Flanked by Republican lawmakers, Tom Schatz, president of Citizens Against Government Waste, unveiled the 27th edition of the Pig Book laying out how Congress approves billions of dollars in earmarks in government funding bills, including $9 million this year to quarantine fruit flies and almost $1 million to eradicate brown tree snakes in Guam.
“The 2019 pig book shows that Congress still has pork barrel fever and their only prescription has been more earmarks,” Schatz said. “Sadly, for the seventh time since Congress adopted an earmark moratorium in 2011, Citizens Against Government Waste has unearthed earmarks in the appropriations bills.”
The advocacy group undercover 282 earmarks in fiscal year 2019, adding up to a $15.3 billion cost to American taxpayers.
Those figures represent a 22 percent increase in earmarks over fiscal year 2018 when taxpayers funded 232 earmarks.
The report also noted: “The increase in pork-barrel spending occurs behind closed doors and hidden from taxpayers. There are no names of legislators attached to each earmark and limited information on where and how the money will be spent.”
Some examples of earmarks identified by CAGW include:
- $1.8 billion for seven earmarks for the F-35 Joint Strike Fighter, including eight additional planes for the Air Force, six for the Navy, and two for the Marine Corps. In development for nearly 18 years and eight years behind schedule, total acquisition costs now exceed $428 billion, nearly double the initial estimate of $233 billion.
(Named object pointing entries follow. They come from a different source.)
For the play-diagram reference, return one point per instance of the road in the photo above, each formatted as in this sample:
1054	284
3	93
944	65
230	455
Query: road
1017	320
A 2019 DOD Selected Acquisition Report noted that the F-35’s lifetime operation and maintenance costs will total approximately $1.2 trillion, the most expensive weapon system in U.S. history.
- $65 million for the Pacific Coastal Salmon Recovery Fund. For the third consecutive year, President Trump’s budget recommended eliminating its funding because it favors state, local, and/or industry interests, and are “not optimally targeted … favor certain species and geographic areas over others,” and do not direct funds to programs and projects that have “the greatest need or potential benefit.”
- $12 million for the aquatic plant control program (largest amount ever). Since FY 1994, aquatic plant control projects have been earmarked by Sen. Minority Leader Chuck Schumer (D-N.Y.), Sen. Patrick Leahy (D-Vt.), and then-Sen. Jeff Sessions (R-Ala.).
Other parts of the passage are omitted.